Желудок напомнил Эллен, что она ничего не ела весь день.
– Когда я был маленьким, питомник принадлежал монахам, а новые владельцы – цыгане. Матушка их терпеть не может. Они с Глэдис убеждены, что питомник – только прикрытие, а на самом деле эта парочка разводит коноплю.
– Пикси и Секстон? – вспомнила Эллен.
– Вы слышали о них?
– Фили дружит с Пикси, – кивнула собеседница.
Она не раз слышала это имя от подруги. И по словам Фили, Секстон, муж Пикси, действительно выращивал в теплицах столько нелегальной продукции, что снабжал ею избранных клиентов по всей Британской империи.

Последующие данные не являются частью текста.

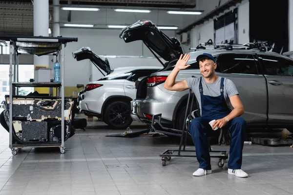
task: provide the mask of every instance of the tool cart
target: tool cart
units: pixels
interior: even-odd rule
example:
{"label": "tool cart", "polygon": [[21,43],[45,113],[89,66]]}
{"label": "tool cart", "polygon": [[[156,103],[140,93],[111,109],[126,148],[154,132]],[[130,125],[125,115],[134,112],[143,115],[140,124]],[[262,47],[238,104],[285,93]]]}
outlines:
{"label": "tool cart", "polygon": [[[49,147],[59,147],[64,153],[64,141],[74,135],[74,130],[71,126],[73,102],[65,99],[64,95],[64,50],[67,43],[77,41],[78,39],[0,35],[0,40],[10,41],[9,95],[5,96],[1,115],[5,119],[1,124],[6,125],[6,130],[9,127],[12,154],[16,155],[21,148]],[[61,82],[18,82],[18,51],[61,58]],[[56,96],[37,93],[19,96],[19,87],[56,88]]]}

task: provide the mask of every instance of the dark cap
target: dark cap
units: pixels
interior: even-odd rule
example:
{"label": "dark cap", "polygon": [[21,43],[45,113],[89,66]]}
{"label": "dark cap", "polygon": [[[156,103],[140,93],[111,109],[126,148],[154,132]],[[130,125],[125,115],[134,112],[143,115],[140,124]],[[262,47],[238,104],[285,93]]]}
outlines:
{"label": "dark cap", "polygon": [[212,56],[209,54],[207,54],[206,53],[204,53],[203,54],[201,54],[199,56],[198,56],[196,58],[196,61],[197,61],[199,63],[199,61],[198,60],[200,58],[202,58],[202,57],[208,57],[209,59],[213,60],[214,61],[214,62],[216,63],[216,60],[214,58],[213,58]]}

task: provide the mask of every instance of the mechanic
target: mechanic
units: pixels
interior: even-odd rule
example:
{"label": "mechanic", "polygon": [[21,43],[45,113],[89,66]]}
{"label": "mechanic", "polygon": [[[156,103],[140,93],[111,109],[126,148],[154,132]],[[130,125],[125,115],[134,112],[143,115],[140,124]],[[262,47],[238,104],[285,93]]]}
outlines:
{"label": "mechanic", "polygon": [[[199,168],[192,174],[202,176],[211,173],[210,157],[207,136],[216,132],[213,130],[223,127],[231,134],[228,174],[246,177],[248,174],[241,169],[242,150],[247,128],[246,121],[239,117],[244,113],[242,103],[233,82],[216,75],[216,60],[209,54],[204,53],[196,58],[202,77],[188,78],[180,81],[175,81],[181,70],[190,66],[187,65],[189,54],[180,56],[173,70],[166,79],[164,87],[168,90],[184,91],[191,89],[201,108],[201,117],[191,120],[188,130],[196,148]],[[232,111],[228,105],[230,103]],[[211,125],[209,122],[215,119]]]}

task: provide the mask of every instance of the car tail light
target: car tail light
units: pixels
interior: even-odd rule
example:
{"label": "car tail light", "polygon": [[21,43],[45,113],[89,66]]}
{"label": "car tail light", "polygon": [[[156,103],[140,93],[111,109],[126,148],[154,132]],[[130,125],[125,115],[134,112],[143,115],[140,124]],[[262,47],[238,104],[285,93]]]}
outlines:
{"label": "car tail light", "polygon": [[149,21],[149,20],[142,20],[139,23],[142,25],[146,25],[149,23],[150,23],[150,21]]}
{"label": "car tail light", "polygon": [[151,115],[148,115],[147,114],[145,113],[144,113],[144,115],[146,118],[152,119],[152,116]]}
{"label": "car tail light", "polygon": [[101,84],[88,84],[85,86],[85,88],[84,89],[85,91],[90,91],[92,89],[97,88],[98,87],[100,87],[103,85]]}
{"label": "car tail light", "polygon": [[152,76],[147,78],[146,84],[148,87],[152,87],[165,82],[167,76]]}

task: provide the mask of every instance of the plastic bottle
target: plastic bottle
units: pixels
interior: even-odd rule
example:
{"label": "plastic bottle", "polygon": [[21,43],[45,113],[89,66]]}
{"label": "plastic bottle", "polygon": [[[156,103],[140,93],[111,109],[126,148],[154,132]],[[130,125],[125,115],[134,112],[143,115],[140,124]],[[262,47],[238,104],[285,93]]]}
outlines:
{"label": "plastic bottle", "polygon": [[54,81],[60,82],[60,64],[58,60],[54,63]]}

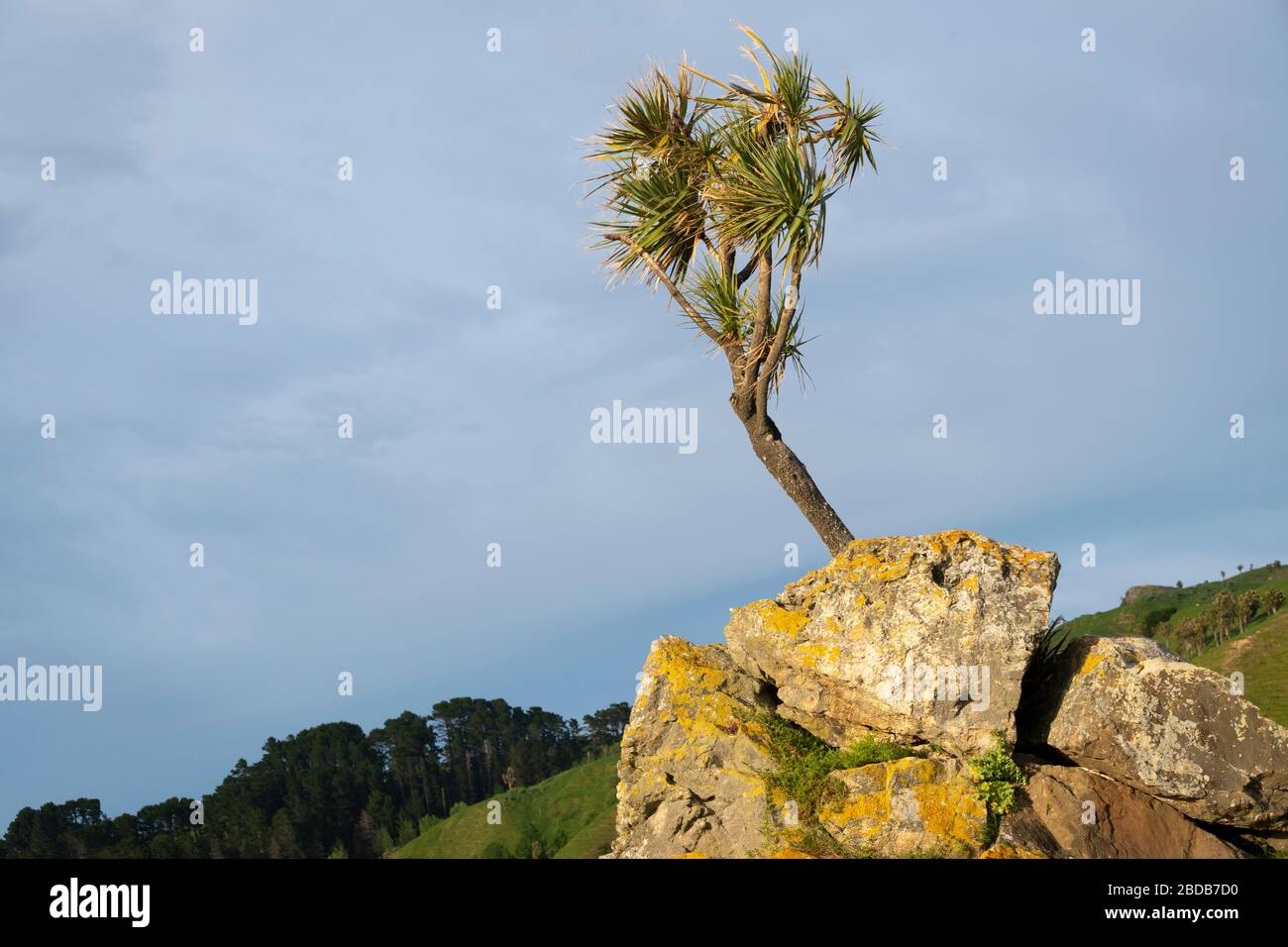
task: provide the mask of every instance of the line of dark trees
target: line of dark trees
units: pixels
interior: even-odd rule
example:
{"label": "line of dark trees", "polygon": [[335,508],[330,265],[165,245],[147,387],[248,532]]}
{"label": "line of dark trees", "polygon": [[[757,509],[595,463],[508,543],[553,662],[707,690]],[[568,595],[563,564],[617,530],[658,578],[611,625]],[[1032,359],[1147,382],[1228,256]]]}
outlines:
{"label": "line of dark trees", "polygon": [[[26,808],[4,858],[375,858],[453,808],[546,780],[622,737],[630,705],[578,724],[541,707],[455,697],[363,733],[328,723],[269,737],[201,800],[111,818],[97,799]],[[200,801],[200,805],[197,804]]]}

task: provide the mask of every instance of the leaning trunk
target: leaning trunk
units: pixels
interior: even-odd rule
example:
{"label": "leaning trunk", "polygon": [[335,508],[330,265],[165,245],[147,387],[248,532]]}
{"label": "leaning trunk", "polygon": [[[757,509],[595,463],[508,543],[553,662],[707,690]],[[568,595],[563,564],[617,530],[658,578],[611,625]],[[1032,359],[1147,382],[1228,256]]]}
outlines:
{"label": "leaning trunk", "polygon": [[[734,408],[737,411],[737,407]],[[759,421],[755,416],[743,417],[743,426],[747,428],[747,437],[751,438],[751,448],[760,457],[760,463],[778,481],[778,486],[792,499],[792,502],[805,514],[805,519],[823,540],[832,555],[854,541],[854,535],[832,509],[832,504],[823,496],[823,491],[809,475],[805,464],[796,456],[791,447],[783,443],[778,433],[778,425],[772,417]]]}

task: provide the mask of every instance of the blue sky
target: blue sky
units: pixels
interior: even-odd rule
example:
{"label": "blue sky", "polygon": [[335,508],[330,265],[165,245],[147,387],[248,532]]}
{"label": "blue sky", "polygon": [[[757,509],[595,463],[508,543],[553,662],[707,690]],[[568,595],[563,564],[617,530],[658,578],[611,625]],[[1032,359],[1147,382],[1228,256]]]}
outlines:
{"label": "blue sky", "polygon": [[[578,139],[649,61],[743,71],[730,19],[886,106],[775,411],[855,535],[1055,550],[1066,616],[1288,551],[1280,4],[693,6],[0,4],[0,664],[104,675],[0,705],[0,825],[457,694],[580,716],[824,560],[726,370],[586,251]],[[175,269],[259,322],[152,314]],[[1034,314],[1056,271],[1139,278],[1140,325]],[[613,399],[697,452],[591,443]]]}

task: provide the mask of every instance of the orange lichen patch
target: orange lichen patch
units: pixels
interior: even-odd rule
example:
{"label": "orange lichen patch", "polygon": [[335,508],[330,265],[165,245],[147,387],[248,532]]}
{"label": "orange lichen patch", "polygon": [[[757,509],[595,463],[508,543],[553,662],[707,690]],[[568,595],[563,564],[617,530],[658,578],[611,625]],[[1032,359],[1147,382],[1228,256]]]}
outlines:
{"label": "orange lichen patch", "polygon": [[1078,674],[1091,674],[1096,665],[1105,660],[1104,655],[1097,655],[1095,652],[1087,655],[1087,660],[1082,662],[1082,667],[1078,669]]}
{"label": "orange lichen patch", "polygon": [[706,660],[707,648],[680,638],[659,638],[649,652],[645,673],[670,684],[671,716],[698,750],[728,733],[738,702],[721,691],[728,674]]}
{"label": "orange lichen patch", "polygon": [[[974,850],[984,840],[988,810],[974,786],[962,777],[945,778],[934,760],[909,756],[850,770],[850,791],[840,804],[826,807],[819,821],[850,843],[875,839],[898,818],[900,830],[920,823],[927,844],[965,845]],[[905,826],[908,819],[913,826]]]}

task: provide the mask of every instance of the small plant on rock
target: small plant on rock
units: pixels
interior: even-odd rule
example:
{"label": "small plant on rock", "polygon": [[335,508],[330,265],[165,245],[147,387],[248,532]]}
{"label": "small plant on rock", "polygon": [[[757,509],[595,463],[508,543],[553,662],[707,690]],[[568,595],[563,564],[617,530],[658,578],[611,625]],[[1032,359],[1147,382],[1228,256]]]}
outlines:
{"label": "small plant on rock", "polygon": [[1011,759],[1002,734],[994,734],[992,749],[984,755],[966,760],[975,777],[975,789],[980,800],[988,807],[989,834],[997,835],[1002,816],[1015,808],[1015,790],[1024,786],[1024,770]]}

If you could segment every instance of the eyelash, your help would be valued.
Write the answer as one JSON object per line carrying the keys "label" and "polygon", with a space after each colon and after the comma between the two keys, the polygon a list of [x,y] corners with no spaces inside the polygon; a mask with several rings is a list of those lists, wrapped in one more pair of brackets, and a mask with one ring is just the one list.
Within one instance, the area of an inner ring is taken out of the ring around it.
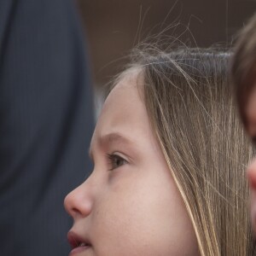
{"label": "eyelash", "polygon": [[[108,165],[110,166],[108,171],[113,171],[113,170],[119,168],[127,163],[127,161],[124,158],[119,156],[119,154],[108,154],[107,155],[108,155]],[[121,161],[121,164],[120,163],[118,164],[117,161]]]}

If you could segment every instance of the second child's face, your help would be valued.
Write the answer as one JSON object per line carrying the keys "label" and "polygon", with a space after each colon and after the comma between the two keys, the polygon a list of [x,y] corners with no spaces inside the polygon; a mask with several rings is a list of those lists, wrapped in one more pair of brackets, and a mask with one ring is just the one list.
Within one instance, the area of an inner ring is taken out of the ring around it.
{"label": "second child's face", "polygon": [[70,255],[198,255],[136,77],[127,75],[108,96],[91,140],[93,172],[65,199],[73,218]]}

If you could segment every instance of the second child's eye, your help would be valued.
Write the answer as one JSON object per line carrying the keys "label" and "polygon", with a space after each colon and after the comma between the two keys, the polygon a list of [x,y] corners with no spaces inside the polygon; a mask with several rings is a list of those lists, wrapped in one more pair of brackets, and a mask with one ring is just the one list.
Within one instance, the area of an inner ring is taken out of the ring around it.
{"label": "second child's eye", "polygon": [[113,171],[127,163],[125,159],[115,154],[108,154],[108,159],[109,163],[109,171]]}

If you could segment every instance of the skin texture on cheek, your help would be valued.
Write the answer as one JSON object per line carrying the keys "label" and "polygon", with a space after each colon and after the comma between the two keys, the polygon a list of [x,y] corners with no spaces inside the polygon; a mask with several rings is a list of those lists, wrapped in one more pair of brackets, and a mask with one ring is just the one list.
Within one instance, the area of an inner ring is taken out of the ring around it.
{"label": "skin texture on cheek", "polygon": [[[192,224],[151,131],[137,81],[125,78],[103,106],[92,139],[93,173],[66,203],[75,216],[73,231],[79,229],[82,237],[90,234],[90,251],[96,256],[199,255]],[[113,154],[125,161],[109,171],[108,154]],[[81,194],[87,197],[76,201],[74,212],[68,205],[74,206],[71,198]],[[90,211],[81,214],[86,201]]]}

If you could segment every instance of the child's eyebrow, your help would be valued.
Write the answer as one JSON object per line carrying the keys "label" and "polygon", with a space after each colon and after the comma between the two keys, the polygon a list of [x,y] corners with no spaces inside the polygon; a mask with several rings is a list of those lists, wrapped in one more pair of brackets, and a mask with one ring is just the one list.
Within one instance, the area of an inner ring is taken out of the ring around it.
{"label": "child's eyebrow", "polygon": [[[97,139],[97,143],[101,147],[104,148],[106,145],[113,144],[113,143],[125,143],[125,144],[133,144],[134,143],[131,138],[125,137],[125,135],[119,132],[111,132],[105,135],[99,136]],[[90,159],[93,160],[93,150],[92,146],[90,145],[89,149],[89,155]]]}

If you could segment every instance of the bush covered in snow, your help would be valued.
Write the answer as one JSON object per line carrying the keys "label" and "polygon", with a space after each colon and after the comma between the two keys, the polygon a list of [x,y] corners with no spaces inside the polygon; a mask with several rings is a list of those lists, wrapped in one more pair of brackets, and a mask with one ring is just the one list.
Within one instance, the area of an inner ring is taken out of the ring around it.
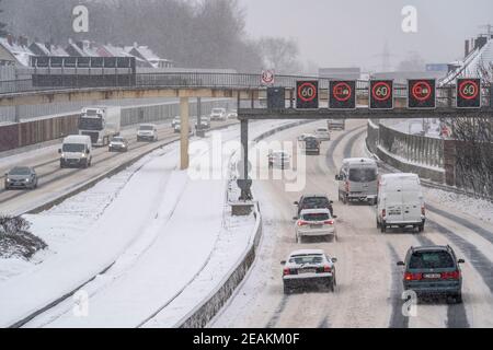
{"label": "bush covered in snow", "polygon": [[0,258],[30,259],[47,247],[43,240],[30,232],[31,224],[21,217],[0,215]]}

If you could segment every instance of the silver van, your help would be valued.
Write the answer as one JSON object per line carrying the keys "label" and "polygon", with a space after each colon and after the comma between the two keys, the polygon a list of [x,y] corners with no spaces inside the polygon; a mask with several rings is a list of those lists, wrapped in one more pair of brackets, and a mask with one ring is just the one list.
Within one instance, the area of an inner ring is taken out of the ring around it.
{"label": "silver van", "polygon": [[378,165],[377,162],[365,158],[345,159],[339,175],[339,200],[368,201],[371,206],[377,202]]}

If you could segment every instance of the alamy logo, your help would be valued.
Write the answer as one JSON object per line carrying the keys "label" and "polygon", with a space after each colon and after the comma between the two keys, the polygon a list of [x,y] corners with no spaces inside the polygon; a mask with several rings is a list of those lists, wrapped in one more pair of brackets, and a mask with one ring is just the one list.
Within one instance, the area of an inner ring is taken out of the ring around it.
{"label": "alamy logo", "polygon": [[417,10],[415,7],[406,5],[402,8],[401,14],[404,16],[402,20],[402,32],[404,33],[417,33]]}
{"label": "alamy logo", "polygon": [[89,32],[89,10],[87,7],[80,4],[73,8],[72,11],[73,22],[72,28],[76,33]]}

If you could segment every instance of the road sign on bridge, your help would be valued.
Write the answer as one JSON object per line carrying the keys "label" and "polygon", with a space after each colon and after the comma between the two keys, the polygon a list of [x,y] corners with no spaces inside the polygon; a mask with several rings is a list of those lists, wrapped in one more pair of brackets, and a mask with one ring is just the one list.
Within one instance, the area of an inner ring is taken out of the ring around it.
{"label": "road sign on bridge", "polygon": [[457,108],[481,108],[481,79],[457,80]]}
{"label": "road sign on bridge", "polygon": [[331,81],[329,84],[330,109],[356,108],[356,81]]}
{"label": "road sign on bridge", "polygon": [[408,108],[415,108],[415,109],[436,108],[435,79],[408,80]]}
{"label": "road sign on bridge", "polygon": [[296,82],[296,108],[319,108],[319,82],[317,80]]}
{"label": "road sign on bridge", "polygon": [[393,109],[393,81],[371,80],[369,90],[370,109]]}

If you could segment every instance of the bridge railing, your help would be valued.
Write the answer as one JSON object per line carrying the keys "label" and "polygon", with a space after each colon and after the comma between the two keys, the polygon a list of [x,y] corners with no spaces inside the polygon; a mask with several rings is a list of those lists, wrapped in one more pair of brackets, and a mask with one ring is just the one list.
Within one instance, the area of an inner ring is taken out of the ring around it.
{"label": "bridge railing", "polygon": [[[329,89],[330,79],[303,75],[276,75],[275,86],[296,89],[297,81],[317,80],[319,88]],[[358,96],[368,96],[368,81],[358,80],[356,93]],[[32,79],[11,80],[0,82],[0,96],[14,93],[45,92],[53,90],[79,89],[112,89],[112,88],[209,88],[209,89],[262,89],[261,74],[251,73],[218,73],[218,72],[160,72],[160,73],[128,73],[119,70],[114,72],[77,69],[72,71],[34,73]],[[454,107],[456,89],[454,85],[438,86],[438,107]],[[394,96],[405,98],[406,84],[394,84]],[[483,88],[483,105],[492,105],[493,94],[490,86]]]}

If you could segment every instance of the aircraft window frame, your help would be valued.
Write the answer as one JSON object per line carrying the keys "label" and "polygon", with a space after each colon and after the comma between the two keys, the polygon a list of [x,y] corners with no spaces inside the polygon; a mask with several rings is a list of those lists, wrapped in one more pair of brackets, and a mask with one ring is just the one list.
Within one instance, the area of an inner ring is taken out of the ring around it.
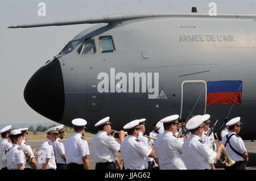
{"label": "aircraft window frame", "polygon": [[[113,50],[102,50],[102,48],[101,47],[101,38],[105,38],[105,37],[110,37],[111,40],[112,41],[112,45],[113,45]],[[100,36],[98,37],[98,43],[100,44],[100,49],[101,53],[111,53],[111,52],[115,52],[116,51],[115,44],[114,43],[114,39],[112,35],[105,35],[105,36]]]}
{"label": "aircraft window frame", "polygon": [[[82,49],[79,51],[79,49],[80,49],[80,48],[83,46],[83,45],[85,44],[85,43],[86,43],[86,41],[88,40],[93,40],[93,53],[81,53],[83,51],[84,51],[84,47],[82,48]],[[95,54],[97,52],[97,49],[96,49],[96,44],[95,43],[95,39],[93,37],[88,37],[86,38],[83,42],[81,44],[81,45],[79,47],[79,48],[77,49],[77,52],[79,54]]]}
{"label": "aircraft window frame", "polygon": [[[75,48],[76,48],[76,45],[77,45],[79,41],[80,41],[80,39],[79,40],[72,40],[72,41],[69,41],[68,44],[62,49],[62,50],[60,51],[60,52],[59,53],[59,54],[67,54],[68,53],[71,52]],[[66,51],[65,53],[63,53],[65,49],[72,43],[72,42],[75,42],[75,41],[77,41],[77,43],[76,43],[76,44],[73,47],[73,48],[71,50],[67,50]]]}

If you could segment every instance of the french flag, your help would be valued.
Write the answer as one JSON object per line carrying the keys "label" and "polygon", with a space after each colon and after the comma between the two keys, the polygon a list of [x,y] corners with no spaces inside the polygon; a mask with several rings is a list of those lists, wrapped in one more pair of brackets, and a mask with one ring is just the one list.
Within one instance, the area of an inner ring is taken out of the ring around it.
{"label": "french flag", "polygon": [[241,104],[242,88],[240,81],[208,81],[207,105]]}

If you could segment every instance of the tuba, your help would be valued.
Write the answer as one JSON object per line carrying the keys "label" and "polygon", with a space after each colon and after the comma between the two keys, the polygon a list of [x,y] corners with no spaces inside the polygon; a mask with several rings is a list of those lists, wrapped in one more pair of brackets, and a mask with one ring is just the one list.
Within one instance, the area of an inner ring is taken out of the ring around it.
{"label": "tuba", "polygon": [[[212,143],[212,146],[213,148],[213,144],[216,142],[217,144],[218,144],[218,145],[220,145],[221,144],[221,142],[220,141],[220,140],[218,138],[218,136],[217,136],[217,133],[215,133],[214,135],[216,136],[217,140],[214,140]],[[225,158],[226,158],[225,160],[224,161],[222,161],[221,158],[220,158],[220,161],[221,163],[222,163],[223,164],[225,164],[226,165],[226,167],[230,167],[232,165],[233,165],[235,163],[236,161],[233,160],[232,159],[230,158],[230,157],[229,157],[229,156],[228,155],[228,154],[226,153],[226,150],[224,150],[223,151],[223,154],[224,154]]]}

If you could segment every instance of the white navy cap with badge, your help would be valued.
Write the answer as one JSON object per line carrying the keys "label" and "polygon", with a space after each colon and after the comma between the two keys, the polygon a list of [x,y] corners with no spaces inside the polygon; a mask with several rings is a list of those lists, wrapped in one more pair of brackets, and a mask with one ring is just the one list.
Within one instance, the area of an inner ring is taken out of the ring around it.
{"label": "white navy cap with badge", "polygon": [[124,129],[140,129],[141,126],[139,125],[139,120],[137,119],[133,120],[123,127]]}
{"label": "white navy cap with badge", "polygon": [[61,124],[59,126],[56,127],[57,128],[59,129],[58,131],[60,133],[60,132],[63,132],[64,131],[64,125]]}
{"label": "white navy cap with badge", "polygon": [[178,123],[177,119],[180,117],[180,116],[178,115],[171,115],[170,116],[167,116],[162,119],[160,120],[163,123]]}
{"label": "white navy cap with badge", "polygon": [[226,123],[226,125],[228,127],[233,126],[234,125],[240,125],[242,123],[240,122],[240,117],[237,117],[231,119],[229,121]]}
{"label": "white navy cap with badge", "polygon": [[139,119],[139,124],[146,124],[145,121],[146,121],[146,119],[144,118],[142,118],[141,119]]}
{"label": "white navy cap with badge", "polygon": [[210,121],[209,119],[210,117],[210,115],[208,114],[206,114],[202,116],[202,119],[203,119],[203,121],[205,123],[212,123],[211,121]]}
{"label": "white navy cap with badge", "polygon": [[13,127],[11,126],[11,125],[9,125],[5,127],[5,128],[3,128],[1,130],[0,130],[0,134],[5,133],[5,132],[7,132],[7,131],[10,131],[11,129],[11,128],[13,128]]}
{"label": "white navy cap with badge", "polygon": [[109,119],[110,119],[109,117],[106,117],[105,118],[100,120],[100,121],[98,121],[98,123],[95,124],[94,127],[98,127],[106,124],[112,124],[112,123],[109,122]]}
{"label": "white navy cap with badge", "polygon": [[203,116],[196,115],[191,118],[186,124],[186,129],[188,130],[193,130],[197,128],[202,127],[204,123],[203,119]]}
{"label": "white navy cap with badge", "polygon": [[72,120],[72,124],[73,125],[77,127],[82,127],[85,126],[87,124],[87,121],[81,118],[76,118]]}
{"label": "white navy cap with badge", "polygon": [[57,133],[59,134],[60,133],[59,132],[59,128],[57,128],[57,127],[53,127],[53,128],[51,128],[48,129],[46,131],[46,133],[47,134],[49,134],[49,133]]}
{"label": "white navy cap with badge", "polygon": [[10,138],[14,138],[19,136],[22,136],[22,133],[21,131],[19,129],[14,129],[11,132],[9,135]]}

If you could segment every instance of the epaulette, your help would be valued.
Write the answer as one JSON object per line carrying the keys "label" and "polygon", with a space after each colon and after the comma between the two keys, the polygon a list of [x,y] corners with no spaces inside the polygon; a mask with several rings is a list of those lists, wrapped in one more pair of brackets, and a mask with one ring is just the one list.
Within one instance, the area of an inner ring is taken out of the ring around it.
{"label": "epaulette", "polygon": [[205,143],[205,142],[204,142],[204,141],[202,141],[202,140],[199,140],[202,144]]}
{"label": "epaulette", "polygon": [[82,140],[85,140],[85,138],[84,138],[82,137],[81,137],[81,138]]}

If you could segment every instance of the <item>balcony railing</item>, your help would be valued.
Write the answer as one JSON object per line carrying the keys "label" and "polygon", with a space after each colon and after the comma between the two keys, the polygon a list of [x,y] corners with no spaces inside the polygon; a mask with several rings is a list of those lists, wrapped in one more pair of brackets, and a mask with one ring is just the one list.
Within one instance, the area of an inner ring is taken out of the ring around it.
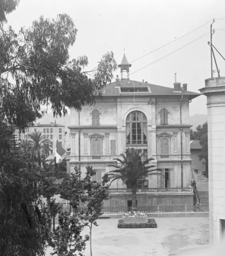
{"label": "balcony railing", "polygon": [[[131,190],[130,188],[110,188],[110,194],[114,193],[128,193],[131,194]],[[137,192],[151,192],[151,193],[161,193],[161,192],[176,192],[177,193],[188,192],[191,193],[193,192],[193,188],[137,188]]]}
{"label": "balcony railing", "polygon": [[101,159],[101,156],[92,156],[92,159]]}
{"label": "balcony railing", "polygon": [[168,158],[169,155],[160,155],[160,158]]}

Когда они подъехали к питомнику с коммерческим садом, где покупатели сами собирали урожай, их приветствовали лай собак и крики детей.
Те и другие окружили машину плотным кольцом, когда Эллен припарковалась у большого зеленого дома.
– Вы туристы? – кричали дети.
– Гав, гав, гав! – Собаки пытались добраться до Сноркел, прыгали и лапами упирались в оконное стекло.
– Нет.
– Значит, вы не из Лондона?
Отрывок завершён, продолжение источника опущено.